Question en litige no 3 : La division générale a-t-elle fondé sa décision sur une conclusion erronée sans tenir compte de la décision rendue par un commissaire aux appels de la CSPAAT?

[23] La Commission soutient que l’analyse de la division générale [traduction] « pourrait ne pas être parfaitement compatible avec la preuveNote de bas de page 9. » Elle mentionne expressément le paragraphe 26 où la division générale a conclu qu’une solution raisonnable au départ du prestataire aurait été qu’il reprenne son emploi conformément aux directives relatives aux fonctions modifiées. La Commission note qu’il est difficile de savoir de quelles directives il s’agit.

[24] La Commission affirme qu’il est aussi difficile de dire si la division générale a tenu compte du rapport de la CSPAAT qui, selon elle, démontre clairement que le prestataire était complètement remis de sa blessure au milieu du dos en date du 9 décembre 2015. La Commission fait valoir que selon la décision du commissaire aux appels de la CSPAAT, le prestataire s’était complètement remis de sa blessure au milieu du dos, ce qui laisse penser qu’il n’avait pas besoin de tâches modifiées.

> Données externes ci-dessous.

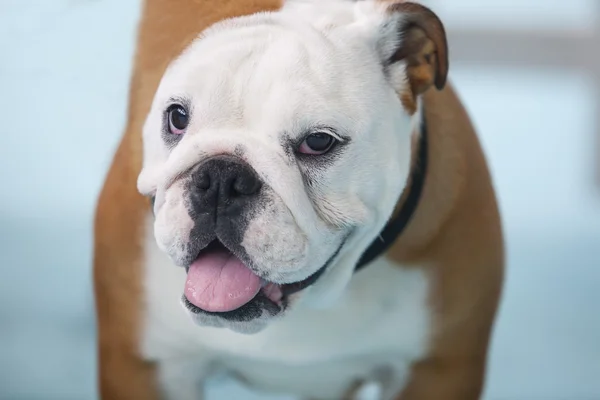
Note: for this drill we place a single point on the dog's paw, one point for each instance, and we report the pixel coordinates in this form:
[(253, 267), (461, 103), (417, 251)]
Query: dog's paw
[(367, 391)]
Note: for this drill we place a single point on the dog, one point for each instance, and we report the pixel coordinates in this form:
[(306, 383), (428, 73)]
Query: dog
[(300, 201)]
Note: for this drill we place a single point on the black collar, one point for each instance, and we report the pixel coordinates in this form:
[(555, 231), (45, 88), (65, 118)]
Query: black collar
[(395, 227)]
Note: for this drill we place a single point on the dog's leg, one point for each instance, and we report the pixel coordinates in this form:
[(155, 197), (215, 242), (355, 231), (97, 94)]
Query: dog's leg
[(445, 379), (125, 377), (182, 380)]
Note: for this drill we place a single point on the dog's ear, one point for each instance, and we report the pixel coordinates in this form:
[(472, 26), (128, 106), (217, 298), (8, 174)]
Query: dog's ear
[(412, 44)]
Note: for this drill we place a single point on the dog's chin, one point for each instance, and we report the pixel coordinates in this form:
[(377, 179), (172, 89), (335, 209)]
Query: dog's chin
[(237, 298)]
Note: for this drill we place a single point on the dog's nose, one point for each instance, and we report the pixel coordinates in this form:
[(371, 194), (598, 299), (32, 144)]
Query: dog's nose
[(224, 184)]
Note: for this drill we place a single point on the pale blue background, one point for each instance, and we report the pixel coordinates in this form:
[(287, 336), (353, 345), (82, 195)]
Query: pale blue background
[(64, 70)]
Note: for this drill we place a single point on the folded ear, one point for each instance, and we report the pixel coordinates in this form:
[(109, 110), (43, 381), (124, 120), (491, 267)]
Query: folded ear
[(414, 49)]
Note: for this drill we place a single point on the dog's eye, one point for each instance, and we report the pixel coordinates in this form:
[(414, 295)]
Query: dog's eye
[(178, 119), (317, 143)]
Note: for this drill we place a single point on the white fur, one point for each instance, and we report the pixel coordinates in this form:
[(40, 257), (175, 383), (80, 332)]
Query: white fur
[(381, 320)]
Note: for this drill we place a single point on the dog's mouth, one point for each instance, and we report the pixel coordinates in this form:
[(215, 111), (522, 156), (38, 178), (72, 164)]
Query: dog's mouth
[(220, 283)]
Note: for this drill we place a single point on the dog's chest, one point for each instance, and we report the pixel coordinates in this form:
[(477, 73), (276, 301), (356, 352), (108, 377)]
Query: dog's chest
[(381, 321)]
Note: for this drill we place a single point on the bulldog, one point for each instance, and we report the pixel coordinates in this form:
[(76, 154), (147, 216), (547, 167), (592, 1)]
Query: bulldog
[(299, 200)]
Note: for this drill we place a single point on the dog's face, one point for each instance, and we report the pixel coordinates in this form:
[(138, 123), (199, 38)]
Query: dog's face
[(277, 146)]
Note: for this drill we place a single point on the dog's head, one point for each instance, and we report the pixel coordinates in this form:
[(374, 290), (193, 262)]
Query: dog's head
[(277, 146)]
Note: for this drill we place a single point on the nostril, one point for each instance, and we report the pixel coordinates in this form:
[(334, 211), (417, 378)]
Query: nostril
[(203, 181)]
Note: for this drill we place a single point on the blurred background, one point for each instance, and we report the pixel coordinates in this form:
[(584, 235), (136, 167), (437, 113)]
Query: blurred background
[(528, 72)]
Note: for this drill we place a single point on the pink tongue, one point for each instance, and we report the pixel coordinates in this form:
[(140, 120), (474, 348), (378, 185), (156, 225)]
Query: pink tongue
[(220, 282)]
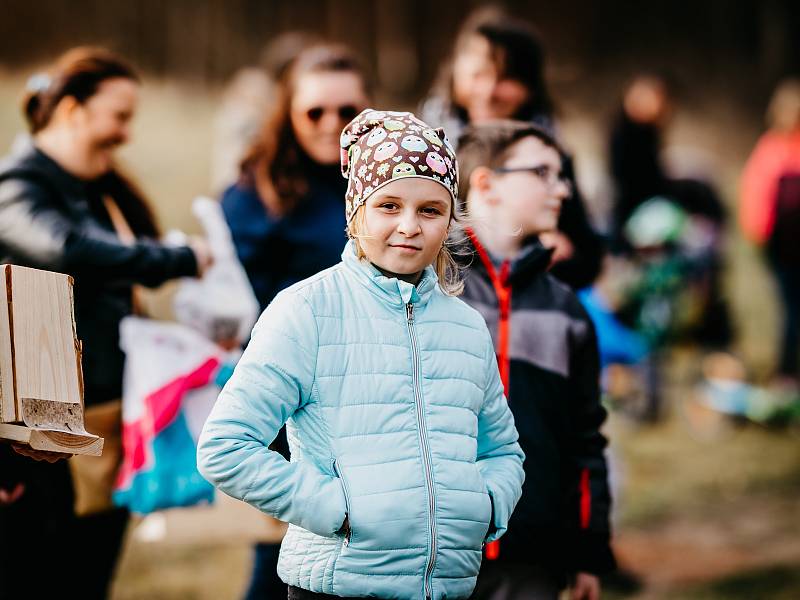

[25] Je souligne cependant que le commissaire aux appels avait également observé que le prestataire se plaignait de symptômes constants touchant le bas de son dos. Comme je l’ai conclu précédemment, il ne fait aucun doute que le prestataire avait continué d’éprouver une douleur au dos, même si celle-ci n’était pas nécessairement liée à son accident de travail initial.

[26] À la lumière de ces considérations, je conclus que la division générale a fondé sa décision sur la conclusion de fait erronée voulant qu’une solution raisonnable pour le prestataire aurait été de reprendre son emploi conformément aux directives sur les fonctions modifiées, alors qu’on ne sait pas bien de quelles directives il s’agissait ni si ces directives tenaient compte de la douleur persistante au bas du dos dont se plaignait le prestataire.

Résumé

[27] La division générale a fondé sa décision sur deux conclusions de fait erronées qu’elle a tirées sans tenir compte des trois relevés d’emploi qui existaient, dont au moins un aurait pu changer l’issue de l’affaire, et sans tenir compte de la décision rendue par le commissaire aux appels de la CSPAAT. La division générale a aussi erré du fait qu’elle n’a pas cherché à savoir si l’article 29(c)(iv) de la Loi sur l’assurance-emploi s’appliquait.

Réparation demandée

[28] L’article 59 de la Loi sur le MEDS me confère le pouvoir de rejeter l’appel, de rendre la décision que la division générale aurait dû rendre, de renvoyer l’affaire à la division générale pour réexamen conformément aux directives que je juge indiquées, ou de confirmer, d’infirmer ou de modifier totalement ou partiellement la décision de la division générale.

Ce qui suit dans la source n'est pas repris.